More trouble in the ’Couv: Earlier this fall, the City of Vancouver paid $1.65 million to former police officer Navin Sharma (see “Good Cop, Mad Cop,” WW, July 30, 2008) to settle a wrongful termination lawsuit. Now Sharma’s attorney, Greg Ferguson, has filed a tort claim notice on behalf of another terminated officer, Chris Kershaw, whom Ferguson claims was wrongfully fired for agreeing to testify on Sharma’s behalf. (Read the tort claim PDF.)
A fake 9.0 earthquake will shake Portland for four minutes on April 24 as part of a planned “Cascadia Peril” exercise organized by state, city and county agencies. Named for the vast subduction zone off the Pacific Coast, the “Peril” exercise will let emergency personnel improvise a disaster scenario that would swamp major West Coast cities, says Sylvia Ross, a spokeswoman for Portland’s Office of Emergency Management. “We don’t know if our children will see it in their lifetime,” Ross says, “but we do need to prepare for it.”
More than two years after James Chasse Jr. died in police custody, newly elected Portland police union President Scott Westerman tells WW the Bureau’s Use of Force Review Board has cleared all the officers involved. The board reviewed the evidence in October but hasn’t yet made its findings public. Westerman, however, is frustrated that Chief Rosie Sizer hasn’t made her own recommendation whether to discipline the officers. For more, go to wweek.com.
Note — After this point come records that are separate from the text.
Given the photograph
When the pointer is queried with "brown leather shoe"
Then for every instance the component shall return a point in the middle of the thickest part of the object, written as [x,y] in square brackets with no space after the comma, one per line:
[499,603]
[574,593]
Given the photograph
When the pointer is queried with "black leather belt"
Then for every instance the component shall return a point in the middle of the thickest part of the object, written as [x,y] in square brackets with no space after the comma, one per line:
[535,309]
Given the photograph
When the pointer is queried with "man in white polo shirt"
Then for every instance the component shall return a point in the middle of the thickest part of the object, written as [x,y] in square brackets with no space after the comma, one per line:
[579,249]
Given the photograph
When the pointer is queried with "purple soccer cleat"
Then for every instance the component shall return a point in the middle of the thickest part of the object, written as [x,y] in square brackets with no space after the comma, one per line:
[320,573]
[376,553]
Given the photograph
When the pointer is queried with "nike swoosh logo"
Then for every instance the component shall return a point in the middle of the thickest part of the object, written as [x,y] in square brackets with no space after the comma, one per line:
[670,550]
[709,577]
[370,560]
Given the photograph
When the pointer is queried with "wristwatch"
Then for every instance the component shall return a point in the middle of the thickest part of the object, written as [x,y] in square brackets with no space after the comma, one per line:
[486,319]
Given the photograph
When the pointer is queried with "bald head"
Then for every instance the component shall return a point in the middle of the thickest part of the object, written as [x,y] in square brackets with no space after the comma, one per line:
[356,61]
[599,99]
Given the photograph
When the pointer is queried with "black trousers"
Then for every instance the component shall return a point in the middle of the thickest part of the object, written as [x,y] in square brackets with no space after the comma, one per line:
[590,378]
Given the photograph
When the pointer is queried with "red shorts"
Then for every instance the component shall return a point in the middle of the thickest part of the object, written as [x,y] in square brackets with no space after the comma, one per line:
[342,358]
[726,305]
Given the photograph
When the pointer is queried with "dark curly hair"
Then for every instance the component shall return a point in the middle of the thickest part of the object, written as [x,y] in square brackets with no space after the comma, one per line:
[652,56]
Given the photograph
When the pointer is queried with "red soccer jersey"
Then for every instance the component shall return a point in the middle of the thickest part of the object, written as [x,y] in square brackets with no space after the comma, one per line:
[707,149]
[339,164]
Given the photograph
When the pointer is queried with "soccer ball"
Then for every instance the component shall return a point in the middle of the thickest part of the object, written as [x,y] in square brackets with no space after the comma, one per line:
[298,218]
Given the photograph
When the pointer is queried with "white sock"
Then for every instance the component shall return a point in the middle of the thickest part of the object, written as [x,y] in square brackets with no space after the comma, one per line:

A billboard that was up for a month on U.S. 26 indicates People for the Ethical Treatment of Animals still has a wary eye on the Oregon National Primate Research Center in Hillsboro (see “Monkey Ethics,”WW, Nov. 21, 2007). The billboard near the research center’s exit off U.S. 26 urged people to contact PETA if they’re aware of lab animal abuse. PETA’s Kathy Guillermo wouldn’t say how many calls the sign elicited before it came down on Dec. 4. But center spokesman Jim Newman says a federal investigation after PETA did its own undercover probe found no problems. Asks Newman: “Why aren’t they using their donation dollars to go after real issues, like the cats and dogs around the country that are being euthanized?”